そこに私はいません眠ってなんかいません

祖母の命日が近い。
私は両親と顔が似ていないし、性格も全く違う。
親族で一番似ているのが祖母だった。


祖母は大正生まれで戦争も関東大震災も経験している。戦争経験や震災経験については何も言われなかったけれど、よく私に言っていたことがある。


日本語、そして英語、プラスでもう一つ言語を学びなさい。貴方の生きる世界はもっと広いのだから。


なんか不思議な人だった。戦争中に日本は負けるからと思って英語の勉強をして軍隊に捕まったりしてたらしい。軍事費として祖母の両親が寄付をしようとしたのをどうせ負けるから渡すなと言って殴られたり、空襲警報がなるなかピアノを弾いていたらしい。


今振り返ると私のこの血筋は祖母からだ。

演歌は嫌いだし、大晦日は紅白ではなく第九を聞いていた。

私がクリスチャンの学校に通っていることが嬉しかったらしく会うたびに一緒に讃美歌を歌った。


そんな祖母が認知症と診断された時に私に言ってきたことがある。


私が死んでもお墓参りなんかしないでくりすちゃんの人生を歩みなさい。私はお墓の中にはいないから。自由に行きたい国に行くから。たまに思い出してね。
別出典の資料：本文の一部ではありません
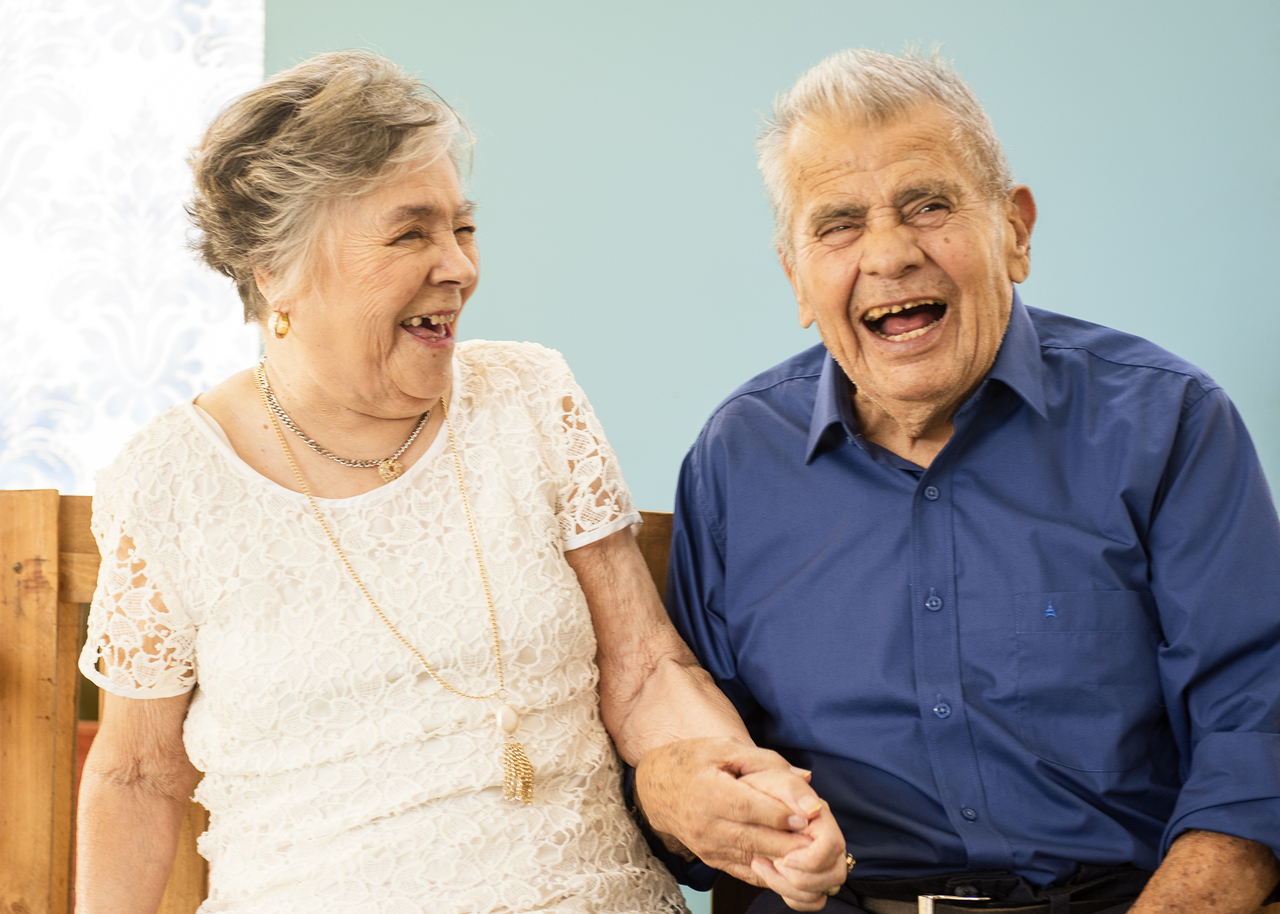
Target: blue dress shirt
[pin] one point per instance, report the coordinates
(1059, 644)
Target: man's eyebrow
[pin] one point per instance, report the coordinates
(854, 213)
(415, 211)
(941, 188)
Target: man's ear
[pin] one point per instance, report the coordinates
(1020, 211)
(790, 269)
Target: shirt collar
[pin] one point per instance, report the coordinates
(1018, 365)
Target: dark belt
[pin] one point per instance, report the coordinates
(1088, 890)
(956, 904)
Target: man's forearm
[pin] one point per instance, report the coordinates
(1210, 872)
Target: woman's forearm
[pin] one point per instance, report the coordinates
(126, 840)
(652, 689)
(133, 794)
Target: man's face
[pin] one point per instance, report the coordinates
(901, 259)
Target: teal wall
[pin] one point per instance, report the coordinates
(622, 220)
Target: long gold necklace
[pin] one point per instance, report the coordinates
(517, 772)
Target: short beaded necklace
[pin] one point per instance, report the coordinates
(517, 781)
(388, 467)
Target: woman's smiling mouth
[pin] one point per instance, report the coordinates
(900, 323)
(430, 327)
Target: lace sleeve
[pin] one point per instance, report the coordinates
(138, 645)
(594, 502)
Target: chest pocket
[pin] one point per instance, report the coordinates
(1088, 682)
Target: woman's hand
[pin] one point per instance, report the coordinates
(804, 876)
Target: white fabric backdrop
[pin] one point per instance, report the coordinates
(105, 318)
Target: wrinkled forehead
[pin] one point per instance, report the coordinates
(842, 151)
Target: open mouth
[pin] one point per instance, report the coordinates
(899, 323)
(430, 325)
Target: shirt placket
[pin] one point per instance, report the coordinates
(940, 690)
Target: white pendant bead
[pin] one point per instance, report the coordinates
(508, 721)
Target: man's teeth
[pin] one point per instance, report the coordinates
(432, 318)
(877, 312)
(910, 334)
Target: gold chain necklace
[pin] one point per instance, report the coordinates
(517, 772)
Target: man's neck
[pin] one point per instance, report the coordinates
(914, 432)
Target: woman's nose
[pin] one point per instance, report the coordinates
(455, 264)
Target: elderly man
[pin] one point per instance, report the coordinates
(1005, 581)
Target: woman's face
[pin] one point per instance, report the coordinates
(374, 321)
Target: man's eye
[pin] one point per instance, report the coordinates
(932, 210)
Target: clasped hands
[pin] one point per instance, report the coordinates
(744, 810)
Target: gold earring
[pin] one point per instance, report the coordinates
(278, 324)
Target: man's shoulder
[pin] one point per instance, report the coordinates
(1115, 348)
(791, 379)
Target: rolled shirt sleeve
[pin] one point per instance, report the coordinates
(1215, 569)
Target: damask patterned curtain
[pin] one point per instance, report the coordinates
(105, 318)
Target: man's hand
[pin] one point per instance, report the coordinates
(803, 876)
(746, 812)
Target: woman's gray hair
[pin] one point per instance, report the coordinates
(871, 88)
(274, 163)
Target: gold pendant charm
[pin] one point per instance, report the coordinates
(517, 773)
(389, 469)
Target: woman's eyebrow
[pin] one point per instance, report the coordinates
(425, 211)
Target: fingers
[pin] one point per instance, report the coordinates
(824, 857)
(730, 803)
(791, 789)
(798, 899)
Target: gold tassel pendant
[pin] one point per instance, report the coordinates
(517, 773)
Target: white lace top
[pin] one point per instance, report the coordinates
(338, 775)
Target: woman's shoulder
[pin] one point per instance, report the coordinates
(159, 451)
(481, 355)
(497, 365)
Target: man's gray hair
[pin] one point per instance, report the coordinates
(871, 88)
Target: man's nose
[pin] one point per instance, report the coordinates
(890, 250)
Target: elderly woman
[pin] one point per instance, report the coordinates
(370, 588)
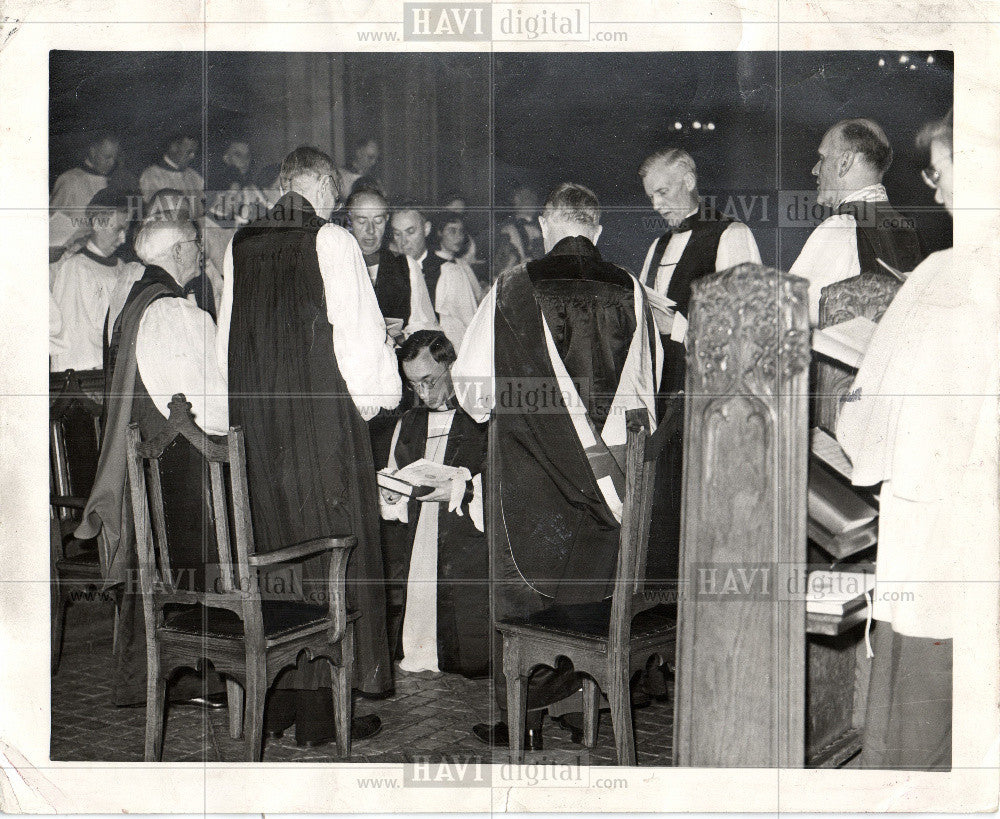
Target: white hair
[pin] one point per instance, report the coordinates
(157, 237)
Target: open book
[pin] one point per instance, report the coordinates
(845, 342)
(417, 479)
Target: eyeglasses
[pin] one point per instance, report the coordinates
(425, 385)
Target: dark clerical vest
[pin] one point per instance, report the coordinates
(431, 266)
(884, 233)
(309, 459)
(463, 614)
(553, 518)
(392, 285)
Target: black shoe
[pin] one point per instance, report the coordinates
(211, 702)
(572, 722)
(315, 735)
(498, 736)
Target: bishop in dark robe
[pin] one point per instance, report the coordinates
(309, 362)
(566, 330)
(443, 561)
(161, 344)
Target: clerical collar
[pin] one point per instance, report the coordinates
(870, 193)
(687, 223)
(93, 252)
(575, 246)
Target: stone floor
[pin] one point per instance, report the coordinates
(424, 719)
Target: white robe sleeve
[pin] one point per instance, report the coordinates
(736, 246)
(829, 255)
(365, 353)
(175, 351)
(421, 310)
(225, 311)
(457, 299)
(473, 373)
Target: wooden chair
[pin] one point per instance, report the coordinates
(247, 639)
(868, 295)
(75, 407)
(610, 640)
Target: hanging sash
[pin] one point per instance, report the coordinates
(636, 390)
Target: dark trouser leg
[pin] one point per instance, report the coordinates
(908, 721)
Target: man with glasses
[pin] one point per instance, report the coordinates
(161, 344)
(398, 280)
(442, 563)
(853, 157)
(309, 363)
(924, 425)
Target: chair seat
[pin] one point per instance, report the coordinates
(280, 617)
(592, 620)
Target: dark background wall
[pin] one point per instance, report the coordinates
(590, 118)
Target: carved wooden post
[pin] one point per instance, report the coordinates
(740, 694)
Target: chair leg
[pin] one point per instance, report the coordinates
(234, 694)
(342, 678)
(156, 699)
(517, 699)
(256, 691)
(58, 623)
(591, 714)
(621, 716)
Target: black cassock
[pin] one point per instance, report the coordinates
(309, 458)
(463, 630)
(556, 540)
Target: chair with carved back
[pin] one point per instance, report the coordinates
(248, 638)
(610, 640)
(868, 295)
(75, 408)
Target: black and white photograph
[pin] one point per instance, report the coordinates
(507, 405)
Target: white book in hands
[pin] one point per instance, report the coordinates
(663, 310)
(845, 342)
(417, 479)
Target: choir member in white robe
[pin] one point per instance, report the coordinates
(85, 285)
(924, 423)
(853, 157)
(445, 624)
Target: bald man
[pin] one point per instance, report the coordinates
(853, 157)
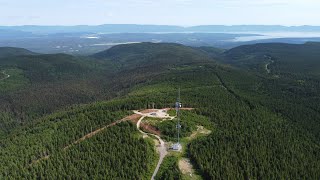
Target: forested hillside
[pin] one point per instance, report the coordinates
(264, 124)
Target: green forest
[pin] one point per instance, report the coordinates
(265, 124)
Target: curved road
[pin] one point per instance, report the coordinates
(161, 148)
(7, 75)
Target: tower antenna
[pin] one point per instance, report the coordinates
(177, 146)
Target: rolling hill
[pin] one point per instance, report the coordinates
(264, 125)
(12, 51)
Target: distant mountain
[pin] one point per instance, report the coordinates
(134, 28)
(283, 58)
(12, 51)
(155, 54)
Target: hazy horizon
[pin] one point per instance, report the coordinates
(166, 12)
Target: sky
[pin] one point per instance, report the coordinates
(162, 12)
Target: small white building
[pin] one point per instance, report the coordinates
(176, 147)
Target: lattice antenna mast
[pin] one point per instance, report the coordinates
(178, 106)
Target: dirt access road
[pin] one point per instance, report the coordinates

成人式の振袖姿は見せられなかったし、何も祖母に孝行ができていないけれど、私がいま韓国語を勉強しているのは祖母に届いているだろうか。


お墓の前で手を合わせて祈ったら怒られそうな気がする。勉強をしなさいって。

だから私はお墓には行かないけれど祖母の残してくれた気持ちを胸に広い世界で生きていく。